Audios protocol hack analysis
Audius is a fully decentralized music platform. Own the masters & the platform. Audius was hacked Saturday losing about $6 million worth of Ethereum-based AUDIO tokens. The 18.6 million AUDIO tokens were re-sold for 705 ETH ($1.1 million) and funneled through a transaction mixing service.
0x02 Attack information
· Attacker’s address
· Attack Transactions
· Attack Contracts
· Attacked Contracts Governance
0x03 Attack steps
- Attackers deploy attack contracts
- the attacker evaluates whether the current 84 proposal has passed by the evaluateProposalOutcome method (the 84 proposal is initiated by the attacker, but lacks the conditions for the proposal to pass)
- Initiate a new proposal 85 for the transfer of a large amount of funds to 0xbdbb5945f252bc3466a319cdcc3ee8056bf2e569 via the transfer method.
4. call the Staking.initialize initialization method to set the attacker contract address to the administrator address (note: why the attacker can call the initialization method)
5.Call the DelegateManagerV2.initialize initialization method to update the administrator address
6.Call DelegateManager.setServiceProviderFactoryAddress update serviceProviderFactoryAddress
7.Call delegateStake method to delegate a large number of votes to the attacker’s contract address
8. The attacker calls the submitVote method to vote
9. The attacker calls the evaluateProposalOutcome method to evaluate the 85 proposal passed and successfully completed the transfer.
0x04 Core of the attack
Three conditions in the initializer() modifier judgement.
initializing: initially false, also false when the method is finished.

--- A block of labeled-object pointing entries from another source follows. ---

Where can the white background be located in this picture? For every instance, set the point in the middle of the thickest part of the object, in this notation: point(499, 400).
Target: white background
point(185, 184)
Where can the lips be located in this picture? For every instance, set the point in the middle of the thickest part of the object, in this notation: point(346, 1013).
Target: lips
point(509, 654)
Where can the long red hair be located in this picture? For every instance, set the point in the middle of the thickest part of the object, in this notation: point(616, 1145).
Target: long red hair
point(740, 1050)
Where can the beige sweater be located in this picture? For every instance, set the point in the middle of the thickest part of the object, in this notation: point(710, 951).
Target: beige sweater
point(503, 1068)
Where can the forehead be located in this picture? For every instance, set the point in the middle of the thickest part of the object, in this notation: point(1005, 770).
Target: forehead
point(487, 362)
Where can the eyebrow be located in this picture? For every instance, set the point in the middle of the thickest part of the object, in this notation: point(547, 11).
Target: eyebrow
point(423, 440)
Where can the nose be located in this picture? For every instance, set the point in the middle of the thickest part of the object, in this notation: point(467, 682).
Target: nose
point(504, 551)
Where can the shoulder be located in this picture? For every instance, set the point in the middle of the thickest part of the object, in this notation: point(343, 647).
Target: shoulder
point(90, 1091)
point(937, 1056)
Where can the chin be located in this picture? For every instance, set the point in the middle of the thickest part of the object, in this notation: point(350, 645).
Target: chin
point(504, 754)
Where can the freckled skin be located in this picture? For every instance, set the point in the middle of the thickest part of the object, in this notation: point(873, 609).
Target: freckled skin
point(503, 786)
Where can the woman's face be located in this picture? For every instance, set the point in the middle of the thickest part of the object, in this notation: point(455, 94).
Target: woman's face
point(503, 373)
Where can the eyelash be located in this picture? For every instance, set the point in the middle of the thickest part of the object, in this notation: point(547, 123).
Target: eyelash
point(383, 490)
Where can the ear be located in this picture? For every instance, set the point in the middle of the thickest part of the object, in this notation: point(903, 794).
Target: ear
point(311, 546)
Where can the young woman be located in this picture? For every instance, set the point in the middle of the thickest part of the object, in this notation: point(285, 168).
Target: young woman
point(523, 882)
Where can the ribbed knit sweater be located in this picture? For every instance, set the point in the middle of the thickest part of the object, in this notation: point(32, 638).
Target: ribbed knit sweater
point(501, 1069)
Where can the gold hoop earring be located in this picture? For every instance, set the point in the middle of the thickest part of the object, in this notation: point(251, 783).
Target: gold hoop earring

isConstructor()：When initially deploying a contract, the code is still undeployed when the constructor is run, and any check on its code size yields zeros.
initialized: Initialized to true to satisfy the condition, modified to false at the end of method execution, no secondary calls can be made.
Normal calls to initialize contracts, methods modified by initializer can only be called once, here the attacker has made calls in multiple contracts, why is it like that?
Proxy contracts exist on the Audius platform， The Governance contract is called by the proxy contract and the modifiers in the initialisation contract are called by the Governance contract when deployed.
The initialization results in the determination of the governanceAddress address, which exists in the first card slot, and the modifier condition for this initialization, where the boolean value of the variable is also stored in the first card slot, resulting in a storage conflict, after which the initializing variable remains true. initializer() modifier can be called multiple times.
0x05 Source and flow of funds
Attackers took by Tornado.Cash platform on Binance chain
Flow of funds
The attackers have now transferred their profits to the Tornado.Cash platform.
Although multiple storage conflicts are declared in the official openzeppelin proxy model, unexpected storage conflicts can occur when multiple logics are combined together. Audius has now officially added a judgement condition to the initialisation modifier to prevent secondary exploitation, and added storage parameters to the initialisation contract.